This Appeal arose out of a Landlord-Tenant case. Bechor sued my client, Timianski, for eviction under Florida’s Landlord-Tenant law in two separate actions. However, there was an Option to Purchase contract for the purchase of the real estate involved. I moved the Court for a determination of the rent and to consolidate the two cases, and sent a letter to opposing counsel exercising the Option contract. I filed a Counterclaim for Specific Performance and moved to transfer the action to Circuit Court when the time to close the deal expired.

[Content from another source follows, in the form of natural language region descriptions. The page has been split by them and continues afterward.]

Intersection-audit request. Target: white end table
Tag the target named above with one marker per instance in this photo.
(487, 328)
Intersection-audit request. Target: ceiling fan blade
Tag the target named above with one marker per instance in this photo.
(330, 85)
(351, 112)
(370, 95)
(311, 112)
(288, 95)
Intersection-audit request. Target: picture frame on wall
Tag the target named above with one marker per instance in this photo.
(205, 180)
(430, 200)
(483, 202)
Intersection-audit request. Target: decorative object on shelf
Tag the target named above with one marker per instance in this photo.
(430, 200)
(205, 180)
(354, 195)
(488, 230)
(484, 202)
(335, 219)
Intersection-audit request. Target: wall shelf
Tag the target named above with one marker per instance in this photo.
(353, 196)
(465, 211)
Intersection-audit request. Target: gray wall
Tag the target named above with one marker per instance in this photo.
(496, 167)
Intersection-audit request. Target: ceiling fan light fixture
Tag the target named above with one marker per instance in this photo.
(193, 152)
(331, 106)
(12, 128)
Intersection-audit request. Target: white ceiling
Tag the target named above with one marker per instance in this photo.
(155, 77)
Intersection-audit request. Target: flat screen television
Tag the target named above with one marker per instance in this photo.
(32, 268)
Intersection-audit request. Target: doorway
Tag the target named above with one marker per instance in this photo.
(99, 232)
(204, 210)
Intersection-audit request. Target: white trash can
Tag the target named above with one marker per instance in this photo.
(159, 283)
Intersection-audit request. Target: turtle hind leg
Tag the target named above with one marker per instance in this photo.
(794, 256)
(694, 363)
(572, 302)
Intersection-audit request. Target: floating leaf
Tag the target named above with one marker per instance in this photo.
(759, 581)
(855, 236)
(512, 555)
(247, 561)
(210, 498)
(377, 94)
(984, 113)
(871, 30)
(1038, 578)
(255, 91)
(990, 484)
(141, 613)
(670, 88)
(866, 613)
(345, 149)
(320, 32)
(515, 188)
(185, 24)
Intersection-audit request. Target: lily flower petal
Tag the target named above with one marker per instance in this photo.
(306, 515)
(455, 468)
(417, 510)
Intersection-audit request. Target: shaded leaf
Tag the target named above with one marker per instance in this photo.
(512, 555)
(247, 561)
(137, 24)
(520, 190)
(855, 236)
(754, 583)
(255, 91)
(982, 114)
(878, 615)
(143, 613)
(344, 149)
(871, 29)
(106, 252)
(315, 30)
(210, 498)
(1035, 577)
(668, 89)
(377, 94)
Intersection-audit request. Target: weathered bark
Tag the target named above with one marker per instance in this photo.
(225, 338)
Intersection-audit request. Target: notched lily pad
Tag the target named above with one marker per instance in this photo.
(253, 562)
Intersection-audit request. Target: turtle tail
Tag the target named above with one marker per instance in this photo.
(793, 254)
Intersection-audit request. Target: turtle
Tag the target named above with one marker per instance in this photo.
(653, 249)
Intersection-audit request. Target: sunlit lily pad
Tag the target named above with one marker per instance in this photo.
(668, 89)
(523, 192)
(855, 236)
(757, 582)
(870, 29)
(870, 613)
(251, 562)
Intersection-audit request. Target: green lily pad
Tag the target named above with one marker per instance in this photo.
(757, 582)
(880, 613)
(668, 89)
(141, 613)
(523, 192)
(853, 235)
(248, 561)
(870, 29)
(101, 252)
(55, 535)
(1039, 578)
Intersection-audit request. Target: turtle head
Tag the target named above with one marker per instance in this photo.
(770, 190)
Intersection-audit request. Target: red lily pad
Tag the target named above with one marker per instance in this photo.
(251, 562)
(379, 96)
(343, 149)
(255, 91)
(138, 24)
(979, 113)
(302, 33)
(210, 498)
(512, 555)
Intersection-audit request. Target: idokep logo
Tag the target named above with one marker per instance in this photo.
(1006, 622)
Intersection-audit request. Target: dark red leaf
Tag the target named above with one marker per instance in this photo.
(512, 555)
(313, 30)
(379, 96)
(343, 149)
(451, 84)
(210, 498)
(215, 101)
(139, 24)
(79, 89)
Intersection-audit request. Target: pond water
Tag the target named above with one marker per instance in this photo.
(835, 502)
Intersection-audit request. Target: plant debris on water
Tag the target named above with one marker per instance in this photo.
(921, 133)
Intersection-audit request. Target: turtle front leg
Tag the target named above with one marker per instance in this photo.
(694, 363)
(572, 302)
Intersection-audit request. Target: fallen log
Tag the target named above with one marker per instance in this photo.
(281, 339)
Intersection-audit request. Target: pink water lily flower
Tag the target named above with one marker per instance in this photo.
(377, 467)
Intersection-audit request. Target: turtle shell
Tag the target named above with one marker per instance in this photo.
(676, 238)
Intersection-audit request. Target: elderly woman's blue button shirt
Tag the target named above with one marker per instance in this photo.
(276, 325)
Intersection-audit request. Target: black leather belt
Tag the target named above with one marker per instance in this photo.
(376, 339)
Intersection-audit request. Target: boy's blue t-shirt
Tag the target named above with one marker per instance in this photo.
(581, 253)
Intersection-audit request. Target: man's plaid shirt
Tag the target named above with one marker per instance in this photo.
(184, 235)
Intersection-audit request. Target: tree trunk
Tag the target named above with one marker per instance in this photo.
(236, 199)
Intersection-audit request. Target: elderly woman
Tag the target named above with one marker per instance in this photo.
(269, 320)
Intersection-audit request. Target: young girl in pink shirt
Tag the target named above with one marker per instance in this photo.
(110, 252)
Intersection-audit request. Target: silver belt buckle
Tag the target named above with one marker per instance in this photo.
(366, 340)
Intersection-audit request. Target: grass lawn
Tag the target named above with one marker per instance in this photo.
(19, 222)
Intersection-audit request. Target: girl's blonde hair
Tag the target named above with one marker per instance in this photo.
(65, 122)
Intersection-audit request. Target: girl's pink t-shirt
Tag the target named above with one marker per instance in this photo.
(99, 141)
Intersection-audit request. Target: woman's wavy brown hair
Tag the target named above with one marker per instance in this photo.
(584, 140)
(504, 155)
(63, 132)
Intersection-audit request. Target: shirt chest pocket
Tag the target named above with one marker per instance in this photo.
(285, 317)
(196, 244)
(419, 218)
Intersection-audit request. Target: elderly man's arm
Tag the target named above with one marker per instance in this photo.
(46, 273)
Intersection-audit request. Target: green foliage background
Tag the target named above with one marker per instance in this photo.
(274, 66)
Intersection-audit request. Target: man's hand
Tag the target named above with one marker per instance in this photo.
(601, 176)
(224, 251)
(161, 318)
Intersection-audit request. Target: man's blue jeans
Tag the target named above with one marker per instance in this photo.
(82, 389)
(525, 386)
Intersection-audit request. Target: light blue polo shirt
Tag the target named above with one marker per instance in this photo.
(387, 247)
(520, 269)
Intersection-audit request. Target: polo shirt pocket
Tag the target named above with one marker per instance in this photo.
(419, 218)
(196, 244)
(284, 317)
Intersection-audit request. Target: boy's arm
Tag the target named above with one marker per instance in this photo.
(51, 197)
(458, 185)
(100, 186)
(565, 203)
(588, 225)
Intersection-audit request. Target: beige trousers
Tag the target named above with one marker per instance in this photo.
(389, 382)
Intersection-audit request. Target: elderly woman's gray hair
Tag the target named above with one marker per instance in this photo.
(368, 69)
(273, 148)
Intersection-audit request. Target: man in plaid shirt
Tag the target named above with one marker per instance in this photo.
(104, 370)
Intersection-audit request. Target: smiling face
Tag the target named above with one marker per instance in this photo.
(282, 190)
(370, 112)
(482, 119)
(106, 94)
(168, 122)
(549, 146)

In the meantime, the Plaintiff moved to evict. I appeared at the hearing, but the Judicial Assistant advised me the hearing was canceled and would not go forward as the Court had a criminal case docket that day. Counsel for the Plaintiff appeared after my client and I left. She advised the Court I was not present and obtained a Judgment of Eviction behind my back. I was livid when I found out about the Judgment, and I took immediate steps to file the rehearing. The Judge granted rehearing and stopped the Writ of Possession pending a new hearing on the eviction. Judge Miller required my client to place $16,600 in the Court Registry to stop any eviction process. This amount also exceeded her jurisdiction.
Why We Had to Appeal:
Judge Teri Ann Miller wrongfully retained jurisdiction of the matter. The amount in controversy, the value of the real property, far exceeded her jurisdictional limits as a County Court Judge. In addition, she wrongfully required my client to deposit funds into the Court Registry without first holding the requisite evidentiary hearing. Lastly, she required my client to deposit funds in the Court Registry that also exceeded her jurisdiction. As a result, I filed an appeal known as a Petition for Writ of Prohibition, which was accepted by the Circuit Court, and briefed.
The Circuit Court sitting in its Appellate capacity agreed with me and granted all relief requested! The Appellate Court quashed the Order on Defendant’s Motion for Rehearing and Stay of Eviction, quashed the Order Granting Motion to Strike Defendant’s Counterclaim and quashed the Final Judgment of Eviction!